Le mauvais goût, c’est un concept aussi subjectif que fascinant. Ce que certains qualifieront de faute esthétique, d’autres le verront comme une expression audacieuse de leur personnalité. Qu’il s’agisse de mode, de décoration ou d’art de vivre, le mauvais goût suscite des réactions vives, allant du rire moqueur à l’admiration amusée. Mais qu’est-ce que le mauvais goût, au juste ? Et pourquoi semble-t-il si omniprésent et controversé ?

Définir le mauvais goût : une mission impossible ?

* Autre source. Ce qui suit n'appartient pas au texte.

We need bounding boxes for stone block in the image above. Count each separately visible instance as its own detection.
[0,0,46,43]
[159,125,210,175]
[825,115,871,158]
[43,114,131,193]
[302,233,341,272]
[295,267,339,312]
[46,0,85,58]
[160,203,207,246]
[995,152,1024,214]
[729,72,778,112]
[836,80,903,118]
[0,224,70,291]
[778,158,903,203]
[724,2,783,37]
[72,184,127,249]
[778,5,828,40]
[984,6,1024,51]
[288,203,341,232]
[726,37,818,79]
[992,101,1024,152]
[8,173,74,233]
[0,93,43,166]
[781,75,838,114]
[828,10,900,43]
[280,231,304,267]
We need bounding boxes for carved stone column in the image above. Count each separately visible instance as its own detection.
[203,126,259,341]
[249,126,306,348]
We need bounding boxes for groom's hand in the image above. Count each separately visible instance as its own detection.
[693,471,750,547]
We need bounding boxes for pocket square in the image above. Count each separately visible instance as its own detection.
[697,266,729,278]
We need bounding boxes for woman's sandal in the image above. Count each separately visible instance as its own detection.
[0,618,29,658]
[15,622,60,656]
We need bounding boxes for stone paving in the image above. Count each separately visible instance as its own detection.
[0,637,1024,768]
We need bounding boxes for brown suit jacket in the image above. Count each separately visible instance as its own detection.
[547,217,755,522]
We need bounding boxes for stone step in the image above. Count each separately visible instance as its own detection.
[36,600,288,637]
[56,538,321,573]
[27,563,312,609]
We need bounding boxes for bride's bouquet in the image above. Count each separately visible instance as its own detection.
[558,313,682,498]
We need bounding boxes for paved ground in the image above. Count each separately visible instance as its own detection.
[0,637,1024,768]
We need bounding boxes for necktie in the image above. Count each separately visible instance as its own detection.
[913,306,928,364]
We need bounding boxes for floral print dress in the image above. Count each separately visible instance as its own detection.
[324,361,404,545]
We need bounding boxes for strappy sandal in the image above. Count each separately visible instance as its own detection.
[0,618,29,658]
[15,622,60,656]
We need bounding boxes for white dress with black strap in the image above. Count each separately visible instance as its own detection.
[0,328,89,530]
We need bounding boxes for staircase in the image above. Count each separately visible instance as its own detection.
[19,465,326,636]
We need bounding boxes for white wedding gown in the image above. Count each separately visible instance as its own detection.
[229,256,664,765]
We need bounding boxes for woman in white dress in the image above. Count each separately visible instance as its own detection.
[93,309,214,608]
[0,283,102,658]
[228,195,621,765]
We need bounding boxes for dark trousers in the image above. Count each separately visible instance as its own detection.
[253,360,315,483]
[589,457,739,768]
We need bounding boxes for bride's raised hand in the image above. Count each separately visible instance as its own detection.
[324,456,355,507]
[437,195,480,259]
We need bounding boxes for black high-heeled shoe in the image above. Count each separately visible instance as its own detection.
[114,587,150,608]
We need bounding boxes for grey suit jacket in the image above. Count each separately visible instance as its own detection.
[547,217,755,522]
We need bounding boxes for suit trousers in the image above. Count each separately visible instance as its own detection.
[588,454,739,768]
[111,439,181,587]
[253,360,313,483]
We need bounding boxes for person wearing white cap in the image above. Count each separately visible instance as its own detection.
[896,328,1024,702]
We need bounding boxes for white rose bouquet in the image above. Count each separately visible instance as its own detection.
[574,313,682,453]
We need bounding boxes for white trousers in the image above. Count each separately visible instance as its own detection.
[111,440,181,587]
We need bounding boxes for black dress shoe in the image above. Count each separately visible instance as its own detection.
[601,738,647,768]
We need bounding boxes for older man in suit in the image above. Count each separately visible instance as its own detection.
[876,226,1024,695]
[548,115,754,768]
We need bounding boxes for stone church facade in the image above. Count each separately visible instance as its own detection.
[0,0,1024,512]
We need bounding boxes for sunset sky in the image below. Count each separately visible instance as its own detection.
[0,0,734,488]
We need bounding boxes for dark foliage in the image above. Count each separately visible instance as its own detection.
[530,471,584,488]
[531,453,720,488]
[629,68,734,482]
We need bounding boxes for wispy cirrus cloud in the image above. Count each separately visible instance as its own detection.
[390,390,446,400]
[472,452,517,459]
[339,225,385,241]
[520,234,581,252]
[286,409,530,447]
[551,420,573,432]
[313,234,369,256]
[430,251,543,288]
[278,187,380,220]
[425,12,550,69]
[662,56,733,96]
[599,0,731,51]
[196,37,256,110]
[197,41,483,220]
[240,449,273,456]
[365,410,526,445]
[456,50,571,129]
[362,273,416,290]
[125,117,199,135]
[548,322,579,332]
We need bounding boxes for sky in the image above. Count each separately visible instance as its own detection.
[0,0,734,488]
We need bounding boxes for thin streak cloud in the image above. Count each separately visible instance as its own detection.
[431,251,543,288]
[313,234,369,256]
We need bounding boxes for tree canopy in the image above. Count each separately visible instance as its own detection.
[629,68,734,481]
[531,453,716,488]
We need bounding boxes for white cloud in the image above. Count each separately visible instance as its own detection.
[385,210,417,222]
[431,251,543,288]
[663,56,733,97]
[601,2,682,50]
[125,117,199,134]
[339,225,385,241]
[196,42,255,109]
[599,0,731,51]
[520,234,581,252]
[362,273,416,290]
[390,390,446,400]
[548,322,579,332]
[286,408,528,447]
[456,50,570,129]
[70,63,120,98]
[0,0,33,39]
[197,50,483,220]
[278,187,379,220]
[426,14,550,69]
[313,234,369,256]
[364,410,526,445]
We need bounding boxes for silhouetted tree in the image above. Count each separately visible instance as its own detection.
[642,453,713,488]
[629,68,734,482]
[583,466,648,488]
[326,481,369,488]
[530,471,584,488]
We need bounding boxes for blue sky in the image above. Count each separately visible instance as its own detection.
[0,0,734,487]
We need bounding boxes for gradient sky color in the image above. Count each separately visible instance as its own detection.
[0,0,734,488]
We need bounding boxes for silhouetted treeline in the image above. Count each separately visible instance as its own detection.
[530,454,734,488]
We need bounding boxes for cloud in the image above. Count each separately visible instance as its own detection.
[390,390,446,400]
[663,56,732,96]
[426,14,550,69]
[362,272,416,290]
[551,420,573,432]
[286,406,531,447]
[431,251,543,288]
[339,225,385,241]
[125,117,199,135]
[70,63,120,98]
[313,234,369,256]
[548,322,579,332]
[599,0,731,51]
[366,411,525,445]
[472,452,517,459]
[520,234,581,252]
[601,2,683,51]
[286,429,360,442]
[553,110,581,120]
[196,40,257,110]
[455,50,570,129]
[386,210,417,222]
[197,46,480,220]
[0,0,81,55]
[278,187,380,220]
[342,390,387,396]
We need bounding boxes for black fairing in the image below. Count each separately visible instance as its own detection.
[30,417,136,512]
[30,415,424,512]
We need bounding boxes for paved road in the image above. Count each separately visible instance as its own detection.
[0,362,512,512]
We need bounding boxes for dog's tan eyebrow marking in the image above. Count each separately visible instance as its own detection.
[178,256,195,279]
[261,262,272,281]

Le mauvais goût n’a pas de définition universelle. Ce qui choque ou amuse dépend de l’époque, de la culture et des normes sociales. Dans les années 80, les épaulettes XXL et les couleurs fluo étaient à la pointe de la mode. Aujourd’hui, ces mêmes éléments sont relégués dans la catégorie « kitsch ». Pourtant, dans quelques décennies, qui sait ? Ils pourraient redevenir tendance.

En réalité, le mauvais goût, c’est souvent ce qui sort des cadres établis, ce qui dérange par son manque de subtilité, son excès ou son décalage avec les codes conventionnels.

Les domaines où le mauvais goût règne en maître

  1. La mode
    Le mauvais goût en mode, c’est l’audace mal maîtrisée : des imprimés léopard mixés à des rayures fluo, des logos trop visibles, ou encore des pièces « luxe » portées de manière ostentatoire. Mais c’est aussi une question de contexte : ce qui est acceptable lors d’un festival peut devenir risible dans une réunion professionnelle.
  2. La décoration intérieure
    Une maison où chaque mur est d’une couleur différente, avec des tapisseries à motifs criards, des bibelots kitsch à foison, et des meubles dépareillés peut vite donner le tournis. Pourtant, certains y voient une créativité débordante.
  3. Les arts de la table
    Entre des plats trop complexes, des présentations exagérément travaillées ou des associations improbables (foie gras au chocolat blanc, vraiment ?), la cuisine peut aussi être victime de mauvais goût.
  4. Les fêtes et célébrations
    Le mariage où tout est rose bonbon, avec des ballons en forme de cœur à perte de vue et un gâteau plus grand que la mariée, est l’exemple parfait du mauvais goût festif.

Pourquoi le mauvais goût dérange autant ?

Le mauvais goût interpelle car il transgresse les normes implicites de « ce qui se fait ». Il peut être perçu comme une provocation ou un manque de respect envers les codes établis. Mais il dérange aussi parce qu’il nous confronte à nos propres jugements et préjugés.

Le mauvais goût comme expression personnelle

Pourtant, ce que certains considèrent comme du mauvais goût peut être pour d’autres un véritable acte de libération. Refuser les conventions, assumer ses choix, et s’exprimer sans crainte du regard des autres, c’est aussi une forme de courage. Le mauvais goût devient alors un pied de nez à la conformité et une manière de revendiquer son individualité.

Quand le mauvais goût devient tendance

Curieusement, le mauvais goût a souvent une deuxième vie. Des styles autrefois moqués (comme le kitsch ou le baroque) sont régulièrement revisités par les designers, les artistes ou les influenceurs. Le mauvais goût devient alors « ironique », et donc à la mode.

Conclusion : Le mauvais goût, et alors ?

Finalement, le mauvais goût, c’est avant tout une question de perspective. Et si, au lieu de le juger, nous apprenions à l’apprécier pour ce qu’il est : une forme d’expression décomplexée, souvent drôle, parfois irritante, mais toujours authentique ? Parce qu’en fin de compte, ce qui compte vraiment, c’est d’être en accord avec soi-même – mauvais goût ou non.